Question

The diameter of the eyeball is about 2.5cm. The power of the eye lens varies from
A. 9 D to 8 D
B. 40 D to 32 D
C. 44 D to 40 D
D. None of these

Answer 1

Hint: Basic knowledge of the eye is necessary to solve this problem. That is how far are we able to see things in real life easily and by straining our eyes. The same condition for distant objects too. We will also be using the lens makers formula, $ \dfrac{1}{v}-\dfrac{1}{u}=\dfrac{1}{f} $ , since the eye is a lens. Further, power of a lens is given by inverse of the focal length of the lens, that is $ P=\dfrac{1}{f}. $

Complete step-by-step answer:
So, here we will have to consider a real life scenario to solve this problem. For a healthy eye, there are a few conditions given to have a normal comfortable vision. These are, a normal healthy eye can see very distant objects comfortably without having any strain on the eye and similarly a healthy eye can also view objects as close upto 25cm close to the eye comfortably, without any strain on the eye.
 $ \to $ Let’s consider the case, when we see distant objects comfortably.
Here the object distance will be considered infinity, that is $ u=-\infty $ and the image distance will be at the diameter of the eye lens, that is $ v=2.5cm\Rightarrow v=2.5\times {{10}^{-2}}m. $
Then using the basic formula of optics binding u,v and f, that is:
$ \dfrac{1}{v}-\dfrac{1}{u}=\dfrac{1}{f} $
Substituting the values of this case into the above formula, we get:
$ \dfrac{1}{2.5\times {{10}^{-2}}}-\dfrac{1}{\infty }=\dfrac{1}{f} $
We know that power (P) is equal to the inverse of focal length, that is:
$ P=\dfrac{1}{f}. $
Hence, for this case, $ \because \dfrac{1}{\infty }=0, $
$ \therefore \dfrac{1}{2.5\times {{10}^{-2}}}=\dfrac{1}{f}=P\Rightarrow P=40D. $
 $ \to $ Now, we will consider the case when we see objects at 25cm distance straining our eyes.
Here, the object is at 25cm distance, that is $ u=-25cm\Rightarrow u=-25\times {{10}^{-2}}m $ and the image distance will be at the diameter of the eye lens, that is $ v=2.5cm\Rightarrow v=2.5\times {{10}^{-2}}m. $
Using the same formula as above, $ P=\dfrac{1}{f}=\dfrac{1}{v}-\dfrac{1}{u} $
Substituting in the values of current case into the equation, we get: $ P=\dfrac{1}{f}=\dfrac{1}{2.5\times {{10}^{-2}}}-\dfrac{1}{-25\times {{10}^{-2}}}\Rightarrow P=40D+4D\Rightarrow P=44D. $
Hence, the power of the eye lens varies from 40D to 44D.

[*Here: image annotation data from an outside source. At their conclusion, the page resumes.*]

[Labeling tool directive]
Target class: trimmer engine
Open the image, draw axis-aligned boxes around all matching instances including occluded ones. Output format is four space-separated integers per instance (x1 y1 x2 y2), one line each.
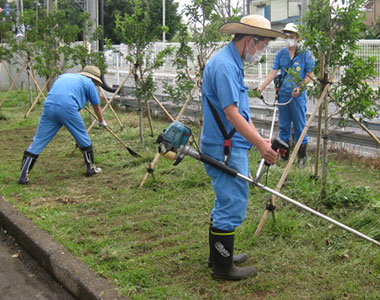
157 121 191 155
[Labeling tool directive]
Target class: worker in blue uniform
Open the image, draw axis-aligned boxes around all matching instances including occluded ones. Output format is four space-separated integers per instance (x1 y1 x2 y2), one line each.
18 66 107 184
201 15 284 280
258 23 315 168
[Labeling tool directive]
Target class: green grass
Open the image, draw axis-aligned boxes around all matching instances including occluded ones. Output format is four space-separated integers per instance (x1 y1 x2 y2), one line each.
0 92 380 300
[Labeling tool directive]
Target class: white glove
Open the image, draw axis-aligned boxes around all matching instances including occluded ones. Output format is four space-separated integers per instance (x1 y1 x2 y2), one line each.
98 120 108 127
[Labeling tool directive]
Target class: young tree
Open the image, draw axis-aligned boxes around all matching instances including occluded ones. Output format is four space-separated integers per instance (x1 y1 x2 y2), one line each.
17 9 105 85
115 0 173 143
300 0 380 198
104 0 181 44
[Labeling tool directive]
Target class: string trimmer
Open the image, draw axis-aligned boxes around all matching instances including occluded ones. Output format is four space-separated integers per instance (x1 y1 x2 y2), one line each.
157 121 380 246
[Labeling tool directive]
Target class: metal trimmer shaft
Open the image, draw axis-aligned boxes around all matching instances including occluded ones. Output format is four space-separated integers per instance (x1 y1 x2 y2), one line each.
178 145 380 246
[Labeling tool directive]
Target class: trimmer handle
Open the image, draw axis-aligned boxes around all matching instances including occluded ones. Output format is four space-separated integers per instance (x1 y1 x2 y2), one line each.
264 137 289 166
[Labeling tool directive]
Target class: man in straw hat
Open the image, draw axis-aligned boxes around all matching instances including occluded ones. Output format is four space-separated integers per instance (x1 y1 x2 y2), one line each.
201 15 285 280
18 66 107 184
258 23 315 168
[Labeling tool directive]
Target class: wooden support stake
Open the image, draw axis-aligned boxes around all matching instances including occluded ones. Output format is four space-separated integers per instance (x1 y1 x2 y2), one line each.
0 62 27 108
98 87 124 130
25 76 52 118
255 68 338 235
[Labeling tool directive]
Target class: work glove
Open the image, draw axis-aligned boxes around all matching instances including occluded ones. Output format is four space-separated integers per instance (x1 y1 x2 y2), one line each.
98 120 108 127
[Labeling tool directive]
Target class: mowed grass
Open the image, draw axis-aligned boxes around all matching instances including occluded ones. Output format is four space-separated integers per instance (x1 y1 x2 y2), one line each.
0 92 380 300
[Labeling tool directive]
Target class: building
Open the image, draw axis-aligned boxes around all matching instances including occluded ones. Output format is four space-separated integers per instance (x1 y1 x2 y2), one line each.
247 0 308 30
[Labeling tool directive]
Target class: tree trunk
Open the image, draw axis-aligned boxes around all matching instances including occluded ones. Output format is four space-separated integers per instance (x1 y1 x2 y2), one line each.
321 98 329 199
145 99 154 137
314 54 325 178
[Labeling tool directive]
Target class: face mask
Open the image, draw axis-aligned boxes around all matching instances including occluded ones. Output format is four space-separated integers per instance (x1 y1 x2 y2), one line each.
244 42 264 63
253 50 264 62
285 39 296 48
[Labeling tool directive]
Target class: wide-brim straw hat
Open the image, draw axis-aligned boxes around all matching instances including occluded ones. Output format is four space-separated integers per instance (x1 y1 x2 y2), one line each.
219 15 286 39
79 66 103 85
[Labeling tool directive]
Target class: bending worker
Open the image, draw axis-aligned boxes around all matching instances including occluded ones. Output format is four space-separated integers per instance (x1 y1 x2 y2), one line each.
258 23 315 168
19 66 107 184
201 15 284 280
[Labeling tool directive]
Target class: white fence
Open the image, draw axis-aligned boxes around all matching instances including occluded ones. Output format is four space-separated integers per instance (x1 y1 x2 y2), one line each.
106 40 380 87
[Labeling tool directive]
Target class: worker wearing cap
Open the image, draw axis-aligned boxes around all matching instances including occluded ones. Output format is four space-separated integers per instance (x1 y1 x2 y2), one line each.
19 66 107 184
258 23 315 167
201 15 285 280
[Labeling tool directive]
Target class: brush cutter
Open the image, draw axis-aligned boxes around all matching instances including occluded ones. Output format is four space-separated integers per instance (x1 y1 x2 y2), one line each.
84 106 141 157
157 121 380 246
253 93 293 182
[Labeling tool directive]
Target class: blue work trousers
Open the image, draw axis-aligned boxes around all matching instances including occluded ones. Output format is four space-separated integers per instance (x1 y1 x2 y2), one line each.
278 93 309 144
27 104 91 155
202 143 249 231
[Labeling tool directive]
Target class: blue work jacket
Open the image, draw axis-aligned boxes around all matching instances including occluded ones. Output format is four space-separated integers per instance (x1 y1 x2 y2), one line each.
201 42 252 148
272 47 315 96
44 73 100 110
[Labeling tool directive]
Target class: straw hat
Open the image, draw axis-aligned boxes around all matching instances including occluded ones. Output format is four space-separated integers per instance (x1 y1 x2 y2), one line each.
219 15 286 39
280 23 298 33
79 66 103 85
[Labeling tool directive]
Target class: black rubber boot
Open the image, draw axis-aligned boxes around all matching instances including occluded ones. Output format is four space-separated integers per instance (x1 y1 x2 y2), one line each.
298 144 307 168
207 220 248 268
211 228 257 280
81 146 102 176
18 151 38 184
280 141 290 161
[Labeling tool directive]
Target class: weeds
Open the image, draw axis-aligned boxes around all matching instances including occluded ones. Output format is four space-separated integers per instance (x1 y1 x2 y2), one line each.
0 93 380 300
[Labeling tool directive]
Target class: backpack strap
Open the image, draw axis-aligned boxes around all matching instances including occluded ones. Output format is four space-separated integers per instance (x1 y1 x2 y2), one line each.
206 96 236 163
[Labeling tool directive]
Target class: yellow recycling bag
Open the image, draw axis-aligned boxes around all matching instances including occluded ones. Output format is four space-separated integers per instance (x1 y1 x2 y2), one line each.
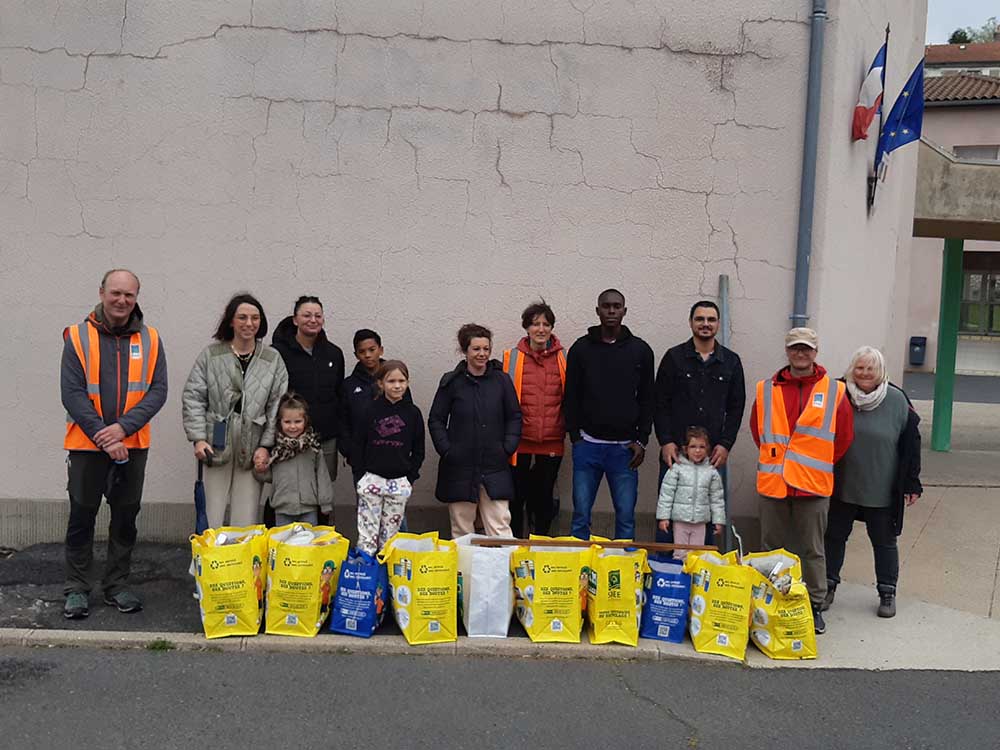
587 548 649 646
265 523 350 638
191 525 267 638
378 531 458 646
684 552 756 661
743 549 817 659
510 534 593 643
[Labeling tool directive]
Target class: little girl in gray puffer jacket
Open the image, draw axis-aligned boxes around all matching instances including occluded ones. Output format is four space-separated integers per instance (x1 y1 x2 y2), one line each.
656 428 726 545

Note: A general question that you may ask is, why is the object distance taken as negative. I’ve considered $ u=-\infty $ in the first case and $ u=-25cm $ in the second case. This is because of the sign convention followed in general. In optics, all the rays coming from left of the optical center are taken as negative and all the rays to the right of the optical center are considered positive.
To remember it easily, you can consider the optical center to be the zero of a number line, where the object is to the left or the negative of the number line and the image is formed to the right of the optical center or the positive part of the number line.